Compensating the subject for participating in the story creates a new ethical concern — compromising the integrity of the story, real or perceived — and therefore communications policies typically forbid compensation.
(It is worth noting that it is common practice to compensate someone for a personal story used in marketing material as a testimonial or endorsement, such as the customer of a product or service.)
By definition, there is a power imbalance between the subject and the narrator (organization): the organization has staff, funding, and status where the subject typically does not. The power imbalance cannot be corrected, however it can be reduced by increasing the subject’s power in the storytelling process through support.
While the right to privacy protects someone’s right not to tell their story, narrative agency protects their right to determine it. Personal agency is critical for story subjects, but ethical practice becomes more complex when a subject wants to tell a personal story that could be used weaponized against them. For example, a story about an undocumented immigrant could result in targeting by immigration authorities. Freedom of the press does not extend to communicators: where do personal agency and organizational responsibility meet?
Personal identity is constructed from the stories we tell ourselves — and are told. Someone’s identity can be impacted by stories told about them by others — including organizations — impacting both how others see them and how they see themselves.
When a personal story includes traumatic events, an additional responsibility of care is assumed by the narrator to minimize harm from possible retraumatization.
Truth and stories have a controversial relationship: historically, stories and nonfiction did not mix, however the separation has been dissolving since the rise of narrative journalism, narrative nonfiction and now social media.
The tension sits at the intersection of representation and verification: da story represents a personal experience, and a personal experience is impossible to verify. At this junction the controversy feeds itself: no-one can dispute someone’s experience — because it’s unknowable by anyone else — yet it cannot be verified either.
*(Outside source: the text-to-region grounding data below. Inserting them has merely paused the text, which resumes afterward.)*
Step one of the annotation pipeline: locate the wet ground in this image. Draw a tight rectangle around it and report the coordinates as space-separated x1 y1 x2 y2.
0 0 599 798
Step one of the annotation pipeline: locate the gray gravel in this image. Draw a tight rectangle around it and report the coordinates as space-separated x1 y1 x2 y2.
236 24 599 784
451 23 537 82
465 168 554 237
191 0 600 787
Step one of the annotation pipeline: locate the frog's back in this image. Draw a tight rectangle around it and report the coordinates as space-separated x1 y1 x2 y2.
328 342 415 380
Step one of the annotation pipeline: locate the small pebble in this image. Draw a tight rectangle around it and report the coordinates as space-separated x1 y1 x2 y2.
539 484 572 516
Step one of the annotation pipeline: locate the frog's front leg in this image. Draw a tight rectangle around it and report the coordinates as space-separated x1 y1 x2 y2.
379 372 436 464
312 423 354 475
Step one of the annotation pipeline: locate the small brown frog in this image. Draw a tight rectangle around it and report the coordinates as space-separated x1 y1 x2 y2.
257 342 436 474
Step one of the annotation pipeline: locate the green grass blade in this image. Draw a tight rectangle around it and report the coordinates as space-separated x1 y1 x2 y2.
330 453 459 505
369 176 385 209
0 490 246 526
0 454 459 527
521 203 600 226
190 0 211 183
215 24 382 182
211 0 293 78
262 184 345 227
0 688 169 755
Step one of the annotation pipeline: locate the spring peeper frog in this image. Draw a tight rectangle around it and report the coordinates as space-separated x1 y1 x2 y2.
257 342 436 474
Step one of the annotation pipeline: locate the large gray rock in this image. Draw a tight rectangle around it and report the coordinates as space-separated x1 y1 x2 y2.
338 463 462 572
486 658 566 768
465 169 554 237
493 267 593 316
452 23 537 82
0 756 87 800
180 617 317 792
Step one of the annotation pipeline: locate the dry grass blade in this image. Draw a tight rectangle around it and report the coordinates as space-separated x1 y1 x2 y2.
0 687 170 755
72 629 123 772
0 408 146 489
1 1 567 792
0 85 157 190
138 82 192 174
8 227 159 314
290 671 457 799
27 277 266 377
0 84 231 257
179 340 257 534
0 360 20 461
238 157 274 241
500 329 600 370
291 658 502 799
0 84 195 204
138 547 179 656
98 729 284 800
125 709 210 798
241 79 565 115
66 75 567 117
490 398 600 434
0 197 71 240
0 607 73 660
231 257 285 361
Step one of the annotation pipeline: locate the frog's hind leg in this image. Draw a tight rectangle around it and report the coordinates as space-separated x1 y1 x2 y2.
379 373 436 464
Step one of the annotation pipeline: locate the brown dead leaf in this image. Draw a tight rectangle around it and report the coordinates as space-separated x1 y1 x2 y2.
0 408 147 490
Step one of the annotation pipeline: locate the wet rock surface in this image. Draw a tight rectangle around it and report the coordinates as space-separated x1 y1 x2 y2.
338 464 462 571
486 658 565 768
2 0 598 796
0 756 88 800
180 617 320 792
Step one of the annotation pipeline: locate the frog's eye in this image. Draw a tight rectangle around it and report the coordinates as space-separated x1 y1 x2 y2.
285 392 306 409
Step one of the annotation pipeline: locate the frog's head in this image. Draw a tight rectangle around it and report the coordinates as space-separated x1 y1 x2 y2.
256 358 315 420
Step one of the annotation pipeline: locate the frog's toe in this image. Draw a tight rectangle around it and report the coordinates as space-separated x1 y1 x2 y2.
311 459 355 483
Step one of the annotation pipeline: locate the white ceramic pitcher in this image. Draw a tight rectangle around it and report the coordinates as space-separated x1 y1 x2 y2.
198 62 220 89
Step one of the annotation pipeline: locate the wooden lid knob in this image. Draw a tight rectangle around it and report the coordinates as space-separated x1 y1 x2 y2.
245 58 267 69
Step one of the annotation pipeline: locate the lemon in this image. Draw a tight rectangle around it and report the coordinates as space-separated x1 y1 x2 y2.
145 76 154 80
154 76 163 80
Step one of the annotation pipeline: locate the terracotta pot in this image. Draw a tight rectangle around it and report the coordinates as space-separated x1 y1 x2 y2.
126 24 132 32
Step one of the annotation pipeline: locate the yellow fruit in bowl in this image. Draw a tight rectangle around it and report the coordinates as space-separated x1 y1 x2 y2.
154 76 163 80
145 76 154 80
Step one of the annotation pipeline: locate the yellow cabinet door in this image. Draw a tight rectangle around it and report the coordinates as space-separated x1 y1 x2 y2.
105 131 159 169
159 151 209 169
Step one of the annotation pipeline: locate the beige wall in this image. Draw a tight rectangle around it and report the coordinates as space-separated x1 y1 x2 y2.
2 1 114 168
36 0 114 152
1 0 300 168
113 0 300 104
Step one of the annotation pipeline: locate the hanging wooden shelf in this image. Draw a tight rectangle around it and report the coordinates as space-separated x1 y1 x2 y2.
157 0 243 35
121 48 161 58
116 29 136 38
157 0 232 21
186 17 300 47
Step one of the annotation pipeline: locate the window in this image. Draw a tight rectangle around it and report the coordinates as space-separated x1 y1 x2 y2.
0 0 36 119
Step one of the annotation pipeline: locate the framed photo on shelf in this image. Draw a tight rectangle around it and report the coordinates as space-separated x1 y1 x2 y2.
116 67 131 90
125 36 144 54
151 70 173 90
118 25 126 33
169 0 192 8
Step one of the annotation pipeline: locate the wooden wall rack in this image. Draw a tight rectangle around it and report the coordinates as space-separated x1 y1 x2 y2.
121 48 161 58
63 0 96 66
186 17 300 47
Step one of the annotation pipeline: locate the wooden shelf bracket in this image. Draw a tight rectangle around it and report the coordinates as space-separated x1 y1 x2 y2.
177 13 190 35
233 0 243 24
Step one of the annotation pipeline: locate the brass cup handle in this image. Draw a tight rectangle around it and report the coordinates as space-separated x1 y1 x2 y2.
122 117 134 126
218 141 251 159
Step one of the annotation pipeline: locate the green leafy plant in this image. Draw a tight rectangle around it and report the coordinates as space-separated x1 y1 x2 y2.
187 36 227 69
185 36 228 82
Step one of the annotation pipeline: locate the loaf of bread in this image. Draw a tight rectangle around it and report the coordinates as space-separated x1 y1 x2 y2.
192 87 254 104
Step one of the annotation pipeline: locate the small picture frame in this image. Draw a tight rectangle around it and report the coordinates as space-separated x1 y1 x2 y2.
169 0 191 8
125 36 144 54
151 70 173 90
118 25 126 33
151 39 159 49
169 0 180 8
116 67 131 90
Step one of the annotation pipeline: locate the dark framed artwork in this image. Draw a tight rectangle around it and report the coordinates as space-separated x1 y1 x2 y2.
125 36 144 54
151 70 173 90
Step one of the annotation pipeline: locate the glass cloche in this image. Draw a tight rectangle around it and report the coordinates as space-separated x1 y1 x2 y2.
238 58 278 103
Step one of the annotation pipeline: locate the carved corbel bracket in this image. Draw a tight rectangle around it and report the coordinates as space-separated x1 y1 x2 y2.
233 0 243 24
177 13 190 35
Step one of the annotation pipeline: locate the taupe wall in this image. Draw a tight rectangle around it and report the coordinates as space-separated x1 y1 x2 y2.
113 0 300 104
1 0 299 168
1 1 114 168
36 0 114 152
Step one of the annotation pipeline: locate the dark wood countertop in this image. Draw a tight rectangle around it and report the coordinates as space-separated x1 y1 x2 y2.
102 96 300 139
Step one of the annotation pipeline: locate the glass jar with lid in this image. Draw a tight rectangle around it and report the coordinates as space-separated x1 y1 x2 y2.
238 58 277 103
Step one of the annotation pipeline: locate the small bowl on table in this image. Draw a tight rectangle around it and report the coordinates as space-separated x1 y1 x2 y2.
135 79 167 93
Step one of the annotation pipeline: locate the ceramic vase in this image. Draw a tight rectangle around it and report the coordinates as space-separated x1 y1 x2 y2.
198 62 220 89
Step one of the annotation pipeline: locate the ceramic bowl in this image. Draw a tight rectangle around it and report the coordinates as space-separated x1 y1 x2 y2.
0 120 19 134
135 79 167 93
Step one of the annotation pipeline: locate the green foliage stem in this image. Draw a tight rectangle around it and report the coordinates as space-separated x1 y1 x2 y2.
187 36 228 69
Modeling & Simulation has encountered a similar ethical issue with the truth of a model; in this field, the issue is resolved by categorizing a model as a representation — a thing with no relationship to truth. The famous quote “all models are false, but some are useful” helpfully shifts the question from “is it true?” to “is it a useful representation?”
We can never know definitively if the story someone tells aligns perfectly with their internal experience — and, people eventually begin experiencing the same difficulty with their own stories as memory is infamously unreliable.
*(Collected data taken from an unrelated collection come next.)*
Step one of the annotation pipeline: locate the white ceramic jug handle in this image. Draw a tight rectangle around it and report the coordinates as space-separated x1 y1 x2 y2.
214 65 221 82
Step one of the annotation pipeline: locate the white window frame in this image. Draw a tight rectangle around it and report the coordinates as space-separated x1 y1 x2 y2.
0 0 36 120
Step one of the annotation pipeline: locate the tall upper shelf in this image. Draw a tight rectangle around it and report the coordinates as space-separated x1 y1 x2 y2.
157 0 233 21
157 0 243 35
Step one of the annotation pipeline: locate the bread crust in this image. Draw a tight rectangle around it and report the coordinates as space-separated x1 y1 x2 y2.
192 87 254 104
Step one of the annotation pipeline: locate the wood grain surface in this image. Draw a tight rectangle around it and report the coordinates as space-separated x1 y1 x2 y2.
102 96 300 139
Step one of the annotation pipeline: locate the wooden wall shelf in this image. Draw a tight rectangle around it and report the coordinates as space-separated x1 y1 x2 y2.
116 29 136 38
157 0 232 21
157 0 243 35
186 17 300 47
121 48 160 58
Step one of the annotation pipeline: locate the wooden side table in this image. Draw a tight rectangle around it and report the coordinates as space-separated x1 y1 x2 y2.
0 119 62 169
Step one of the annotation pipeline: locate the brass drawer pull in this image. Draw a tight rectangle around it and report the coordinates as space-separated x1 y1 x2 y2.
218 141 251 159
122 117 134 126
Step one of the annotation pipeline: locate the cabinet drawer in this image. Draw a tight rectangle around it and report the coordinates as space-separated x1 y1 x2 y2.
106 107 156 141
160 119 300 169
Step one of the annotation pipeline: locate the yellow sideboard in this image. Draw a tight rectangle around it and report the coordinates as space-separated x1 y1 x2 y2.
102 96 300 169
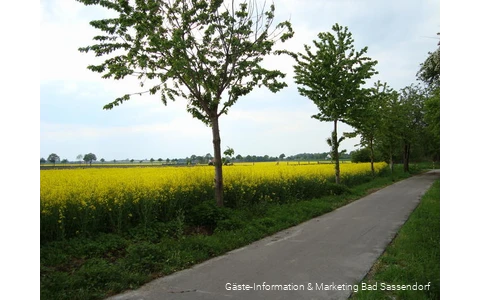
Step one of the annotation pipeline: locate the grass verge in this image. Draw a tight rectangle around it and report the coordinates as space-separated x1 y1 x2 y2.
350 179 440 300
41 166 422 300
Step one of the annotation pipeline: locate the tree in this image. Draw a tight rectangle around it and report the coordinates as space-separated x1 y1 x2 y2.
279 153 285 160
351 148 372 163
130 159 134 163
348 81 393 176
376 90 403 173
76 154 83 164
158 158 163 163
40 158 46 164
417 33 440 90
150 158 155 165
424 88 440 161
223 146 235 165
100 158 105 164
84 153 97 166
291 23 378 184
61 159 69 164
77 0 294 207
417 38 440 162
47 153 60 166
397 84 427 172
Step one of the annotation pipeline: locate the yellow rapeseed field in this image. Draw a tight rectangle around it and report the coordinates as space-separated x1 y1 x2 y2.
40 162 387 241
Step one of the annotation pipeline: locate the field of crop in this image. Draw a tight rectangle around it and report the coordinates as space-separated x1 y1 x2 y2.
41 162 387 243
39 160 351 169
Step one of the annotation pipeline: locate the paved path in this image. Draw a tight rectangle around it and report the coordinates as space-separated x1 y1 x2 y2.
108 170 440 300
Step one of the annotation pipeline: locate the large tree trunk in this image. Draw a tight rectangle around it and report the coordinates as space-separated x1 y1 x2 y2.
211 116 224 207
333 119 340 184
403 142 411 173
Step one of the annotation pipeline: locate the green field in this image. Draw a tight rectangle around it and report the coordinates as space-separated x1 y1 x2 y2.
351 180 440 299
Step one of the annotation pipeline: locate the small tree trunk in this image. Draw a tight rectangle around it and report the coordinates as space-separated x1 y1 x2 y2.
389 150 394 174
369 137 375 177
211 116 224 207
403 142 410 173
333 119 340 184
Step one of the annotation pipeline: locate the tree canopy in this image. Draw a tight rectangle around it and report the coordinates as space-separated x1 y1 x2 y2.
417 36 440 161
417 33 440 90
84 153 97 166
291 23 377 183
47 153 60 166
348 81 394 175
77 0 294 206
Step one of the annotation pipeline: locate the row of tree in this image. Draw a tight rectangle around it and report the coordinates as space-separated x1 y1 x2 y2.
41 153 98 166
75 0 439 207
40 151 353 166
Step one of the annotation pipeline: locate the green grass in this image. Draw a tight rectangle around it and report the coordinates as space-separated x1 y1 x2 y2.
350 179 440 300
40 165 424 300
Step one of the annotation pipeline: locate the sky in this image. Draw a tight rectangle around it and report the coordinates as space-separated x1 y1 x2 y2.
39 0 441 162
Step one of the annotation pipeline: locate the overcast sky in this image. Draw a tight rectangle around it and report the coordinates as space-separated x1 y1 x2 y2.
40 0 440 161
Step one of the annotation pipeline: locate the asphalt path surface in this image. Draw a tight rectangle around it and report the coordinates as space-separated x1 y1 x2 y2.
108 170 440 300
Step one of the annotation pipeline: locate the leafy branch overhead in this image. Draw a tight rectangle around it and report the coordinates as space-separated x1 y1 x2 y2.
77 0 293 125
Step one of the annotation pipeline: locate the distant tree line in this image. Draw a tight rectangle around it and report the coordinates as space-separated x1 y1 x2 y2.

Some impact storytelling has been criticized for reducing multi-dimensional people into two-dimensional characters, in service of a story. However, the very nature of representation is reduction; by representing stories as truth we create an ethical issue rather than solving one.
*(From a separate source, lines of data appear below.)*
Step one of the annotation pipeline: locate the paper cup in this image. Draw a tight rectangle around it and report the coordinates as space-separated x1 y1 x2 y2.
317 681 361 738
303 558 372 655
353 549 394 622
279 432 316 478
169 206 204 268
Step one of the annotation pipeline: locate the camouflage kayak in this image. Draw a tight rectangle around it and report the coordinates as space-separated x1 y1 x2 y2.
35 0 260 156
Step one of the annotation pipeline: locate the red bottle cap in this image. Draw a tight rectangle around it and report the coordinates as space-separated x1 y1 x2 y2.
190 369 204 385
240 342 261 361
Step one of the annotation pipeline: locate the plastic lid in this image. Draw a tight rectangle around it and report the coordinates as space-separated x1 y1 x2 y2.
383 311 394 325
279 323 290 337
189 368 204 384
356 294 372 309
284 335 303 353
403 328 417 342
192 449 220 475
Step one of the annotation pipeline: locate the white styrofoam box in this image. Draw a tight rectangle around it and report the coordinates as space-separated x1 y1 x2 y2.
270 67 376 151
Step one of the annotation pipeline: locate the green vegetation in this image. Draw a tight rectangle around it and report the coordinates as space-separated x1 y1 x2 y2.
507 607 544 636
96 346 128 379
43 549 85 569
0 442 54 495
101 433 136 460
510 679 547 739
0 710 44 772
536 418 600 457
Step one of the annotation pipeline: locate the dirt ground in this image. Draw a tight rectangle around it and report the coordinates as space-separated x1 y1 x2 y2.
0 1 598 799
Storytelling is the most powerful tool we have for sharing human experience.
“It’s just a story” is something said to minimize the value of the meaning of a story.
Modeling & Simulation takes on greater responsibility for the meaning created by representations by acknowledging that modeling is by nature biased, and that they are created to help people make decisions.
It is impossible to anticipate all possible future impacts of personal storytelling. Therefore, it is important to consider possible negative impacts that can be anticipated — as well as those that cannot (for example “I might regret telling this story in the future for reasons I have no way to predict today, such as future personal circumstances that I have no reason to anticipate”).
Hearing and retelling stories that include suffering — in particular violence and trauma - can have an impact on communicators’ mental and emotional health. Typically, communicators do not receive support from employers to counter these effects, however it should be considered.